A six-seat floatplane, touted as the world's first commercial electric aircraft, made its first test flight Tuesday near Vancouver, western Canada, according to an AFP journalist on site.
The Canadian company Harbor Air, a 62-year-old de Havilland Beaver DHC-2 powered by an electric motor, flew a few minutes early in the morning, departing from the Vancouver airport, in front of a hundreds of curious and journalists.
"This is the beginning of the era of electric aviation," said Roei Ganzarski, president of the Seattle-based magni-X company, who designed the 750 horsepower electric motor for Harbor Air. , North America's largest seaplane company.
The yellow and blue aircraft was flown by Greg McDougall, founder and president of Harbor Air, which operates about 40 seaplanes and carries some 500,000 short-haul passengers annually along the Pacific coast of British Columbia. "Our goal is to electrify the entire fleet, there is no reason not to do it," he added.

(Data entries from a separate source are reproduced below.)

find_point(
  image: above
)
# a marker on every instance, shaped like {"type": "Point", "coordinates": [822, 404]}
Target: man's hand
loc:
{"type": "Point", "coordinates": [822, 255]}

McDougall says he will have to wait at least another two years before starting this electrification. He will first have to conduct further flight tests to test the reliability of the engine and obtain the necessary approvals for commercial operation, according to McDougall. him.
"For me it was like driving a normal Beaver, except that it was a Beaver on electric steroids," he commented after a flight along the Fraser River, which adjoins the airport. "In fact I even had to contain the power."
Due to the capabilities of its battery, the "e-Beaver" tested Tuesday has a limited range of about 160 km, which corresponds to the majority of flights operated by Harbor Air, explained its CEO.
Low-cost flying on electric planes could transform the way people travel, including getting to work, he says.
"If people are willing to drive for an hour to work, why not fly for 15 minutes," he asked.
Interviewed before the test flight, Canada's Transport Minister Marc Garneau said he was very interested in this experience "because it could point the way to a more environmentally friendly way of flying."
Aviation accounts for about 2% of global carbon dioxide (CO2) emissions, according to figures from the International Civil Aviation Organization (ICAO).
Last October, at the last general meeting of the UN institution based in Montreal, the 193 member countries committed to work on a long-term goal (2050) to limit CO2 emissions from international flights. This goal will be discussed at the next Triennial Assembly in 2022.